Bei einer Gesprächsrunde im Rahmen der Jahrestagung der Ludwig-Windthorst-Stiftung sprach Staatsministerin Serap Güler mit LWH-Direktor Marcel Speker über gesellschaftlichen Zusammenhalt, Medienkompetenz, außenpolitische Verantwortung und die veränderte Bedrohungslage. Eine Diskussion, die sich im Verlauf des Abends immer stärker in Richtung der großen geopolitischen Fragen bewegte.

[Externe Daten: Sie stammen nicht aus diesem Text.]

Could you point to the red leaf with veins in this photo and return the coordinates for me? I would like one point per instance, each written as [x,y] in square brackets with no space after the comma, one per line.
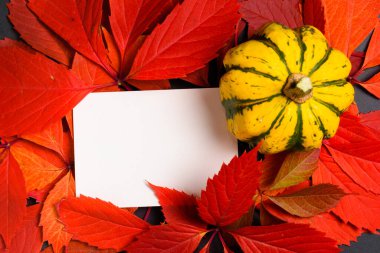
[229,194]
[372,85]
[371,120]
[327,223]
[372,56]
[34,91]
[28,238]
[12,196]
[187,39]
[168,238]
[178,207]
[367,205]
[258,13]
[77,22]
[346,23]
[100,223]
[283,238]
[36,34]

Zu Beginn richtete Moderator Speker auf die Frage, was Güler konkret meine, wenn sie von einer „fundamentalen Veränderung der Sicherheitslage“ spreche. Die Staatsministerin bekräftigte ihre Einschätzung aus der Rede: „Wir dürfen uns nicht länger vormachen, dass Bedrohungen nur an den Außengrenzen Europas stattfinden. Sie finden längst hier statt – in Form von Cyberangriffen, Drohnenüberflügen oder gezielten Störungen unserer Infrastruktur.“ Zugleich warnte sie vor Alarmismus: „Ich will niemandem Angst machen. Aber Sicherheit entsteht nicht aus Wunschdenken.“ Als Verteidigungspolitikerin habe sie in Litauen erlebt, wie unmittelbar dort die Bedrohung wahrgenommen werde. Dort, so berichtete sie, habe die Bevölkerung angesichts hybrider Angriffe eine andere Aufmerksamkeitsspanne. Dort wisse man, dass man sich in einem Informationskrieg befinde. In Deutschland hingegen sei die Distanz größer: „Wir beschäftigen uns mit anderen Dingen“, sagte Güler, und fügte an: „Wir haben eine Bedrohungslage, die wir angesichts der Watte, in die wir uns packen, nicht wahrnehmen.“

Ein Schwerpunkt der Diskussion war die Wiedereinführung der Wehrpflicht. Speker wollte wissen, weshalb dieser Schritt aus ihrer Sicht notwendig sei. Güler verwies auf strukturelle Probleme der Bundeswehr, aber auch auf eine gesellschaftliche Dimension: „Ein Staat, der nicht genügend Menschen findet, die ihn verteidigen wollen, hat ein grundsätzliches Problem. Wehrpflicht ist nicht nur ein militärisches Instrument – sie ist ein Beitrag zum gesellschaftlichen Zusammenhalt.“ Mehrmals betonte sie ihren Wunsch nach einer langfristigen Weiterentwicklung hin zu einem verpflichtenden Gesellschaftsjahr: „Der Dienst am Gemeinwohl muss selbstverständlich werden, nicht die Ausnahme.“

Besonders intensiv diskutiert wurde der Begriff „Resilienz“. Für Güler beginnt er nicht in Berlin, sondern „vor Ort – in den Feuerwehren, THW-Ortsverbänden, Vereinen und Nachbarschaften“. Auf die Frage, ob Deutschland im Umgang mit Krisen verlernt habe, pragmatisch zu handeln, antwortete sie: „Ja, wir sind zu oft Meister im Problemfinden. Aber Resilienz bedeutet, Lösungen zu entwickeln – und zwar gemeinsam. In einer Krise hilft kein Zuständigkeitsstreit.“ 

In der Publikumsrunde standen Fragen nach Migration, Integration und gesellschaftlicher Polarisierung im Vordergrund. Eine Zuhörerin wollte wissen, wie sich der von Güler beschriebene Zusammenhalt in Zeiten wachsender politischer Lagerbildung wiederherstellen lasse. Güler verwies auf eigene biografische Erfahrungen und sagte: „Integration vollendet sich dort, wo Menschen Verantwortung übernehmen. Wir brauchen weniger Debatten über Herkunft und mehr darüber, wie wir füreinander einstehen.“ Gesellschaftliche Spaltung entstehe nicht, weil Menschen unterschiedlich seien, sondern „weil ihnen gemeinsame Räume fehlen“.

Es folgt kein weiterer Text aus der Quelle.